Les gestes étaient naturels, leurs corps se trouvaient sans efforts. Lena prit le dessus sur la blonde, commença par l'embrassa dans le cou, puis descendit, doucement. Elle s'attardait, faisait languir Kara. Elle déposa des baisers entre ses seins, qu'elle effleura de ses doigts fins. Kara lui plaqua les mains dessus. Lena ne se fit pas prier, les prit en mains alors qu'elle laissait sa bouche vagabonder sur ses abdominaux serrés. Quand elle atteignit le jean de Kara, elle leva la tête, croisa son regard. Elle sourit. Et arracha le pantalon, avant de faire la même chose avec sa culotte.

Kara était là, offerte, les jambes ouvertes pour elle. Elle plongea son visage sur son sexe, passa ses bras autour des cuisses de Kara, s'agrippa à ses hanches, qu'elle maintenait fermement. Lorsqu'elle passa sa langue entre les lèvres de Kara, la blonde lui saisit les cheveux, la plaquant plus encore contre son sexe. La brune poursuivit ses mouvements, alors que Kara renversait la tête en arrière dans un gémissement. Elle ajouta deux doigts, enroula sa langue autour de son clitoris, le suça. Elle accentuait la pression, sur le rythme que lui donnait les hanches de Kara, qui ondulait frénétiquement. « Je... Oh Lena... » Elle jouit, une main accrochée dans les cheveux de Lena. Celle-ci remonta doucement contre elle. Elle vint s'allonger à moitié sur elle, enserrant sa taille d'une jambe, la tête calée entre son menton et sa poitrine, où ses doigts traçaient des lignes invisibles. Kara lui fit relever la tête, pour croiser son regard et l'embrasser.
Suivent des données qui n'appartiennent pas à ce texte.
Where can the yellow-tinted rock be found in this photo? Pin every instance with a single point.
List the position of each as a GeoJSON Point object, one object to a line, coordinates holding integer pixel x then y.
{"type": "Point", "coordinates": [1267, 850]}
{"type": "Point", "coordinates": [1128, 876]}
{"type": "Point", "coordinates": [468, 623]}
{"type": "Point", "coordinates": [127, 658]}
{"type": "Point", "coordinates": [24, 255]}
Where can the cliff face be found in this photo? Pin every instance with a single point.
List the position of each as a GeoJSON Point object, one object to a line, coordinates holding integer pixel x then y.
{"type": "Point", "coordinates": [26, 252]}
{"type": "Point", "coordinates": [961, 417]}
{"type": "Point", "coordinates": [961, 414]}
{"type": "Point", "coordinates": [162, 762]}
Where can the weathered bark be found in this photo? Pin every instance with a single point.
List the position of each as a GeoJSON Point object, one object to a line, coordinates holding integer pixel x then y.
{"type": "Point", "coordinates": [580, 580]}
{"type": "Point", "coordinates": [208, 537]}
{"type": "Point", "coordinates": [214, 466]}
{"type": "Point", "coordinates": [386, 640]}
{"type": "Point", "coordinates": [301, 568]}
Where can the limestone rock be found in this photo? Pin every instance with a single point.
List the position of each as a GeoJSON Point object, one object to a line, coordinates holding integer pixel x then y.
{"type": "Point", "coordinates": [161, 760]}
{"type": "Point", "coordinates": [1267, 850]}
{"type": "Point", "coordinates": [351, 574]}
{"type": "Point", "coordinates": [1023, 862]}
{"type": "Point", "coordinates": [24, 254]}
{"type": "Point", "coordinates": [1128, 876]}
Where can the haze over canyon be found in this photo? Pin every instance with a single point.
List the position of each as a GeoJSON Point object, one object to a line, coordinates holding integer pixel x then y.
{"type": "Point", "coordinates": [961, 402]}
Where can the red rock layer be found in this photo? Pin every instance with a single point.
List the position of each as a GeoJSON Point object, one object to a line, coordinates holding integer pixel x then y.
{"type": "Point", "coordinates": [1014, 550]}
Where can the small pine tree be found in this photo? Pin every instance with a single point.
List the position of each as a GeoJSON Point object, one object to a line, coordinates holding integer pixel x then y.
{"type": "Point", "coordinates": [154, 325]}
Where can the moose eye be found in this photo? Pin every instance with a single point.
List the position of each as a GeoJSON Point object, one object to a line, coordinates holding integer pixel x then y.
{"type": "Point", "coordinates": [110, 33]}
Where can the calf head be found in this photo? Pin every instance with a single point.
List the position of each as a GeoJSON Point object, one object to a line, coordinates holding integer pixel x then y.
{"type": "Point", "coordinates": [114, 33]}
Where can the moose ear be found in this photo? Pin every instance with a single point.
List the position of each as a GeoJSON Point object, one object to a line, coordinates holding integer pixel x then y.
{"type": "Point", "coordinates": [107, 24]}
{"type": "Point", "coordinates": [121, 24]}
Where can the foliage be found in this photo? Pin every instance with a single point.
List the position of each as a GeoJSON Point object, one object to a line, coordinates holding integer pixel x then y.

- C'était... Fantastique. Je n'avais jamais fait ça... Comme ça. Avec une humaine.

- Je n'avais jamais fait ça avec une Kryptonienne non plus. Mais ça ne change pas grand chose, sourit Lena. Je voulais te dire...

- On a encore des tas de choses à régler. Je sais. Mais c'est un bon début, je trouve.

- C'est un bon début, acquiesça Lena, en se rencognant contre Kara, qui l'enveloppa de ses bras, en souriant. Elle tira une couverture sur elles deux.

Elles restèrent là, sans bouger, alors que la pluie tambourinait toujours dehors. Lena ferma les yeux, et finit par s'endormir. Elle se sentait vidée, fatiguée, mais sereine. Enfin sereine. Les battements de son cœur n'avaient jamais été aussi lents, calmes, nota Kara, qui se laissait bercer par cette mélodie, grisée. C'était compliqué pour elle de savoir ce qu'elle ressentait à cet instant précis. Beaucoup de choses, mais surtout du contentement. Une certaine complémentarité.

Ce n'est que deux heures plus tard qu'elles remontèrent vers la maison, après s'être rhabillées. Sur le chemin, leurs mains se cherchaient, s'effleuraient. Sur le pas de la porte, Kara prit le temps d'embrasser Lena. Un baiser doux. Tendre. Comme pour vérifier que tout cela était bien réel. Lena devina ses pensées. « Je suis bien là. Je suis bien avec toi ». Elle en était la première étonnée.